Pence Heading to Savannah for St. Paddy’s Parade

The grandson of an Irish immigrant, Vice President Mike Pence will attend the South’s biggest and rowdiest St. Patrick’s Day parade on Saturday with his family.

SAVANNAH, Ga. (CN) - The grandson of an Irish immigrant, Vice President Mike Pence will attend the South’s biggest and rowdiest St. Patrick’s Day parade on Saturday with his family.

As rumors of the visit circulated the Hostess City, a spokeswoman for Savannah confirmed Tuesday at a press conference that Pence will join Mayor Eddie DeLoach to greet merrymakers at a parade that ranks as the world's third largest for Ireland’s patron saint.

Savannah’s open-container policy makes the city’s 2.5 square-mile downtown area a hot spot for the more than 300,000 people who gather there from around the world, but Pence himself does not imbibe.

A former Catholic who embraced evangelical Christianity after college, the former governor of Indiana even told The Hill in 2002 that he has a personal policy against attending events where alcohol will be served unless his wife is present.

With his wife by his side on Saturday, however, Pence is set to be a focal point at a parade where last year once city alderman was forced to walk beside his designated float because his inebriated state made it too much of a liability that morning for him to ride in it.

“What great honor to have the vice president come and shine a national spotlight on this event,” Savannah spokeswoman Michelle Gavin said at the press conference.

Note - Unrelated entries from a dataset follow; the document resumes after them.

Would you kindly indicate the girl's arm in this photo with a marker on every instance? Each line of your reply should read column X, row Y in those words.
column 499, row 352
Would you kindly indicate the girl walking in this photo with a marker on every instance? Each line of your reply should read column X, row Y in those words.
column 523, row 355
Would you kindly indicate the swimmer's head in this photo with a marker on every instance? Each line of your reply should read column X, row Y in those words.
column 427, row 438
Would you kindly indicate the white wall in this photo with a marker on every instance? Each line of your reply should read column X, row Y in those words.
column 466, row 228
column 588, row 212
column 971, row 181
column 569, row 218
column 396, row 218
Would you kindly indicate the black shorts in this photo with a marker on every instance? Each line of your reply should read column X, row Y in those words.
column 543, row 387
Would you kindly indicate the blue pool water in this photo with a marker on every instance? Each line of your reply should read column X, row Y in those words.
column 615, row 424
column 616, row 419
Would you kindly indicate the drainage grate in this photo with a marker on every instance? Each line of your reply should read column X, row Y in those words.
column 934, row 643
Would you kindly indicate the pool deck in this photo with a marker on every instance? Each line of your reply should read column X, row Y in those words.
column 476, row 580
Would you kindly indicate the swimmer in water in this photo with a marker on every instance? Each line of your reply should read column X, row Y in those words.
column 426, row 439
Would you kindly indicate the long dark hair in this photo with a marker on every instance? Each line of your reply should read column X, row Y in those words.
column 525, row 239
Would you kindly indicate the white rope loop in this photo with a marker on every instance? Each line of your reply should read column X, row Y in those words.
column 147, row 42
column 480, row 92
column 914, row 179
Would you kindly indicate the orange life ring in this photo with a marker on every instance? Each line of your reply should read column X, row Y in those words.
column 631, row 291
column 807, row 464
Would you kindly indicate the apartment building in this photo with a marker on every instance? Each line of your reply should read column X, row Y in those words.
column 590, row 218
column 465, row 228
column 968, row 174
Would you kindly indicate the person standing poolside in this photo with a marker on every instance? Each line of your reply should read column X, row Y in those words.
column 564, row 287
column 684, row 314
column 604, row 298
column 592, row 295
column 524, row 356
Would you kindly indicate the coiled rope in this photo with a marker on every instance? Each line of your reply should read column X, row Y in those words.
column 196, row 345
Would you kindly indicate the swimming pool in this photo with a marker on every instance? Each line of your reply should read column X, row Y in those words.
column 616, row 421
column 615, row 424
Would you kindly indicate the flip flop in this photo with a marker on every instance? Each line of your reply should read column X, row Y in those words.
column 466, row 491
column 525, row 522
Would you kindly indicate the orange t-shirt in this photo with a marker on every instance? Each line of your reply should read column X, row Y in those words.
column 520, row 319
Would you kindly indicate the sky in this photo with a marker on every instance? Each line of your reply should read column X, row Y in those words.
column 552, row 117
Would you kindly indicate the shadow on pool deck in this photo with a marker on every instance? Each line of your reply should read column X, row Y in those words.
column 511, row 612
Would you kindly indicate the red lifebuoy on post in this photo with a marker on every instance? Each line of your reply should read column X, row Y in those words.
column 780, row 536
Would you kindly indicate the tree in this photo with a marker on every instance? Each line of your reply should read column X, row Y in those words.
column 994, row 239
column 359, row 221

Parade Committee Chairman Brian Counihan echoed the city’s enthusiasm, noting that Savannah has never hosted a U.S. vice president or president at its parade, which has been around for more than 190 years,

“We’re very excited and overjoyed to have the vice president and his family here,” Counihan said. “We’re looking to forward to showing them a good time.”

Gavin said she did not know how Pence’s invitation to the parade came about, nor could she estimate how much Pence’s appearance will cost the city or how extra security measures will affect the city and the parade.

“We’re very excited to have this national attention on what we already know to be this wonderful St. Patrick’s Day celebration,” Gavin said.

Members of the Savannah Downtown Business Association got some more information about Pence’s visit meanwhile at their monthly meeting Wednesday.

“I cannot disclose any information about the timing or whereabouts of Pence and his family, but I can tell you that areas to watch for are Bay Street, Whitaker, Drayton and Ogelthorpe,” said Susan Broker, civilian commander for the Savannah parade. “If you and your business is located within the area, think about it terms of an airport.”

Broker noted that people trying to get into this zone will have to go through a magnetometer, with little more than cellphones and unopened bottles of water allowed through.

“I want our streets to look full and to be very welcoming,” Broker added. “This is a national opportunity. We know full well that national and international press will be here."

In Pence’s ancestral home — a rural town in the west of Ireland called Doocastle — the St. Patrick’s Day Parade kicks off Saturday at noon in Sligo Town.

Pence’s Irish roots spurred talk of an official visit shortly after the election, but the chairperson of the Sligo County Council made clear later that he had no intention of inviting Pence out, assuaging concerns from gay constituents.

As a former congressman and governor, Pence boasted ties to some of the Republican Party’s most conservative elements.